TFF’nin açıklamasının ardından Berke Özer de sosyal medya hesabından bir açıklama yayımladı. Kaleci, kamp öncesi yaşadığı sakatlık ve ağrılar nedeniyle durumu teknik ekiple paylaştığını ve izin dahilinde kamptan ayrıldığını belirtti.
“A Milli Takım kampına katılmadan önce yaşadığım ağrılarımı ve bu konudaki durumumu teknik ekibimizle paylaşmış, eğer maç kadrosunda yer almayacaksam bu süreci dinlenerek ve tedavi olarak geçirmenin daha doğru olacağını iletmiştim. Buna rağmen çağrılmamın ardından her zaman olduğu gibi ülkemin formasını giymenin gururuyla kampa dahil oldum. Kamp boyunca iletişimimde ya da motivasyonumda hiçbir eksilme olmadı.
Maç kadrosunu gördüğümde, günlerdir yaptığımız konuşmaların ne kadar anlamsız olduğunu ve yurtdışında gururla temsil ettiğim ülkemin takımında karar vericilerin performans veya oyuncuyu kazanmak motivasyonunda olmadığını anladım. Kampın ve takımımızın moralini etkilememek adına maç sırasında veya sonrasında değil, İstanbul’a dönüşte teknik ekibimize düşüncelerimi ilettim. Ardından da teknik ve idari ekibin bilgisi ve izni dahilinde kamptan kendi isteğimle ayrıldım.
Bu karar, oynayan hiçbir arkadaşımı hedef alan ya da saygısızlık içeren bir davranış değildir. Aksine, uzun yıllardır birlikte mücadele ettiğimiz ve kalitesiyle gurur duyduğum muhteşem bir kaleci rotasyonunun parçası olmaktan her zaman onur duydum.
Benim için Milli Takım, kariyerimdeki en büyük gurur kaynağıdır.
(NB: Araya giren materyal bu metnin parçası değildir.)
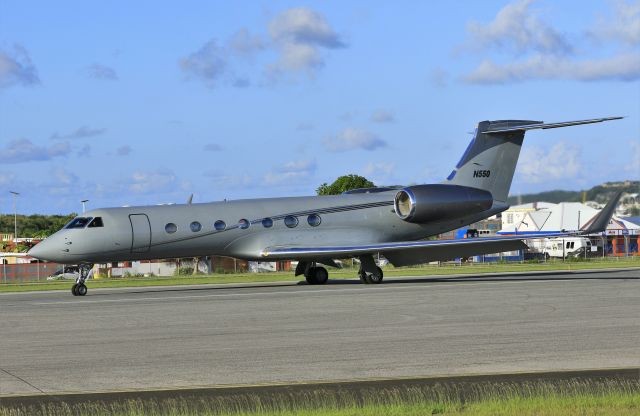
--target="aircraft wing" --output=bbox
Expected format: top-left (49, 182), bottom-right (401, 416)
top-left (261, 192), bottom-right (622, 266)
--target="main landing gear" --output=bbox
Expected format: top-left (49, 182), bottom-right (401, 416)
top-left (296, 261), bottom-right (329, 285)
top-left (296, 255), bottom-right (384, 285)
top-left (71, 264), bottom-right (93, 296)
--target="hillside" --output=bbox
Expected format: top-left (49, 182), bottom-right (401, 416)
top-left (507, 181), bottom-right (640, 205)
Bugüne kadar olduğu gibi bundan sonra da Ay Yıldızlı forma için her türlü fedakârlığı yapmaya hazırım.
Bireylerden bağımsız şekilde, ülkesini en iyi şekilde temsil amaçlayan A Milli Takımımızın formasını gururla giymiş bir sporcu olarak, her bireye eşit ve adaletli bir sistem içinde bulunmak istiyor ve süreçle ilgili yaşanan bu açıklamanın üslubunu kamuoyunun takdirine bırakıyorum.”